A knock-off MacBook Air running Windows, a tablet computer shaped like a big iPhone and another tablet meant to rival Apple’s iPad were all among the devices shown off by a small Chinese gadget maker on Thursday.
Teso, a gadget design outfit in the freewheeling southern Chinese city of Shenzhen, has already sold its MacBook Air look-alike for more than a year and is preparing for sales of its tablets, said a company official surnamed Wu.
The tablet shaped like an iPhone uses the hit Apple phone as a model for details down to the curves on its black rear shell and the single circular button below its screen. But it uses an Intel Atom microprocessor and its screen measures 10 inches, similar to the 9.7-inch screen on Apple’s upcoming iPad.
“If you’re going to copy, then copy the most expensive and the most popular,” Wu said at a trade show in Shenzhen when asked about the similarities between his company’s devices and those from Apple.
China’s notorious industry in knock-off electronics including mobile phones is largely based in Shenzhen, a manufacturing base where factories churn out gadgets for well-known companies like Apple. Counterfeit iPhones are widely sold in anarchic electronics markets in China alongside genuine versions of the iPhone and other handsets, such as phones from HTC, that are bought abroad and informally carried into China.
Many other phones sold in those markets copy from Apple devices, borrowing the company’s logo or its iPod scroll-wheel rather than replicating the iPhone in full.
Teso sells more than 5,000 of its imitation MacBook Air laptops each month, at a price per unit of 1,900 yuan (US$280), Wu said. That is far less than the real MacBook Air’s starting price of $1,499, as listed on Apple’s Web site, but the two machines are similar only in appearance. The Teso laptop has an Intel Atom microprocessor and runs Windows XP, the most widely pirated operating system in China.
The white Teso machine does carry the Apple logo on the back of its screen, the words “MacBook Air” beneath its monitor and a wide, single mouse button like those below the keyboards on Apple laptops.
“I couldn’t sell it in America,” Wu said, citing likely problems at customs.
Teso showed only a mock-up of its iPhone-style tablet at the trade show, but sales should start this month or next month at a price below 3,000 yuan ($440), Wu said.

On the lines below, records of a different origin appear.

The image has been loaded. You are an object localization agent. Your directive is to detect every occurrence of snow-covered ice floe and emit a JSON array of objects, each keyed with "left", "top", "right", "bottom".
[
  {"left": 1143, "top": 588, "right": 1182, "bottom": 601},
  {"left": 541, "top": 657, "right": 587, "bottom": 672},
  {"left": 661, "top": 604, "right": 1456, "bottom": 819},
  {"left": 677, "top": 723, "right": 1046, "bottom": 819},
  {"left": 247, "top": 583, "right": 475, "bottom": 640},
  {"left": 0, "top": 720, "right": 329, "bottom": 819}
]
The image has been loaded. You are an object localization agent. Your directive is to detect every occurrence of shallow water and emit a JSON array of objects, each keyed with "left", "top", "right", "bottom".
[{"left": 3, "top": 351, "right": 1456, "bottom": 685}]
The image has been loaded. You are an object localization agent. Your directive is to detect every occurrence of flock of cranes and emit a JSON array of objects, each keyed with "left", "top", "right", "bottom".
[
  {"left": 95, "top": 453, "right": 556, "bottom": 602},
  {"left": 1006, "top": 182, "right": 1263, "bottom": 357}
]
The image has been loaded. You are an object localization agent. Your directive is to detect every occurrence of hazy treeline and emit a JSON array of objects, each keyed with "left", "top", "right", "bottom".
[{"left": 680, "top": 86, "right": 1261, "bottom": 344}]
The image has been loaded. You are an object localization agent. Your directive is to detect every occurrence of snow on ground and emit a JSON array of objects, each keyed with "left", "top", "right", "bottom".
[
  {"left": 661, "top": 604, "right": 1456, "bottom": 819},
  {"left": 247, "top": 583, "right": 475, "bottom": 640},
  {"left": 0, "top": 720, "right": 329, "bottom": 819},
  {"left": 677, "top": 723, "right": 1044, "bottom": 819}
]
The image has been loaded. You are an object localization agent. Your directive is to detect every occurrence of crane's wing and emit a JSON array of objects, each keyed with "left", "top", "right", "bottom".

Teso tweaked the tablet’s design in a bid to avoid rights infringement since its shape is based on the iPhone, said Wu. “The appearance of mine is similar to Apple’s, but theirs is a mobile phone,” he said.
Teso also displayed another tablet with a 10-inch screen running Google’s Android operating system. An improved version of the tablet, which uses a chip with Arm architecture, could go on sale in around four months, and Wu wants it to run like an iPad, he said. It will sell for around 1,200 yuan ($175) and come loaded with popular applications, Wu said.
But the iPad, while more expensive at a starting price of $499, is sure to give users access to many more applications through Apple’s App Store.
Apple did not reply to a request for comment.